UYUŞMAZLIK KONUSU OLAN HUSUSLAR
Uyuşmazlık; satıma konu malın ayıplı olup olmadığı noktasında toplanmaktadır.
DELİLLERİN DEĞERLENDİRİLMESİ VE GEREKÇE
Dava, satım sözleşmesine dayalı olarak satıma konu malın ayıplı olduğu iddiası ile misli ile değişimi, olmaz ise bedelin iadesi istemine ilişkindir.
İnceleme, 6100 sayılı HMK’nin 355. maddesi uyarınca istinaf dilekçesinde ileri sürülen sebeplerle sınırlı, ancak kamu düzenine ilişkin nedenler resen göz önünde tutularak yapılmıştır.

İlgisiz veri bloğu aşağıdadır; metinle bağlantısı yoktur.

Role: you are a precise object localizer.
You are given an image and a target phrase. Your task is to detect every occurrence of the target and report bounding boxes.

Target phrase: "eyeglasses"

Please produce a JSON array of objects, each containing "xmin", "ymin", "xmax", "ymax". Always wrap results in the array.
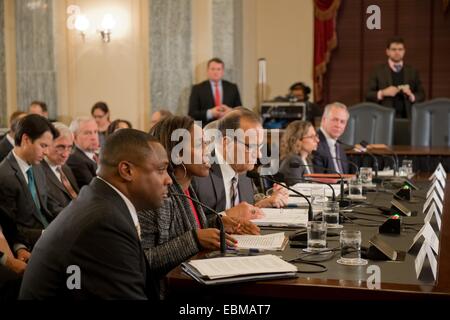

Mahkemece, yargılamanın HMK’da düzenlenen usul kurallarına uygun olarak yapılmış olmasına, kamu düzenine aykırılık hallerinin bulunmamasına, dava dosyası içerisindeki bilgi ve belgelere, ilk derece mahkeme kararının gerekçesinde dayanılan delillerin tartışılıp, değerlendirilmesinde usul ve yasaya aykırı bir yön olmamasına ve özellikle hükme esas alınan bilirkişi raporu ve davacının dayandığı delillerle satıma konu telefonun ayıplı olduğunun ispat edilememiş olmasına göre davacı vekilinin istinaf itirazları yerinde görülmediğinden istinaf başvurusunun esastan reddine karar verilmesi gerekmiştir.
HÜKÜM :Gerekçesi yukarıda açıklandığı üzere;
1-Davacı vekilinin istinaf başvurusunun Hukuk Muhakemeleri Kanununun 353/1-b.1.maddesi gereğince ESASTAN REDDİNE,
2-Harçlar Kanunu gereğince alınması gereken 80,70.-TL istinaf karar ve ilam harcından, peşin alınan 44,40.-TL harcın mahsubu ile bakiye 36,30.-TL harcın istinaf eden davacıdan alınarak Hazineye İrat Kaydına,
3-İstinaf eden tarafından yapılan istinaf posta giderlerinin üzerinde bırakılmasına,
4-İstinaf incelemesi sırasında duruşma açılmadığından karşı taraf lehine vekalet ücretine hükmedilmesine yer olmadığına,
5-HMK’nin 333.maddesi gereğince gider avansından kalanının karar kesinleştiğinde yatırana iadesine,
6-HMK m. 359/4 uyarınca kararın tebliğinin ilk derece mahkemesince yapılmasına,
HMK’nin 353/1-b-1 maddesi uyarınca yapılan inceleme sonucunda HMK’nin 362/1-a maddesi gereğince kesin olmak üzere, 25/03/2022 tarihinde oybirliği ile karar verildi.
….

NOT: BU BELGE ELEKTRONİK İMZA İLE İMZALANMIŞ OLUP, AYRICA FİZİKİ OLARAK İMZALANMAYACAKTIR.
“5070 sayılı Kanun m. 5 ve 6098 sayılı TBK m. 15. uyarınca elektronik imza ile oluşturulan belgeler elle atılan fiziki imza ile aynı sonucu doğurur.”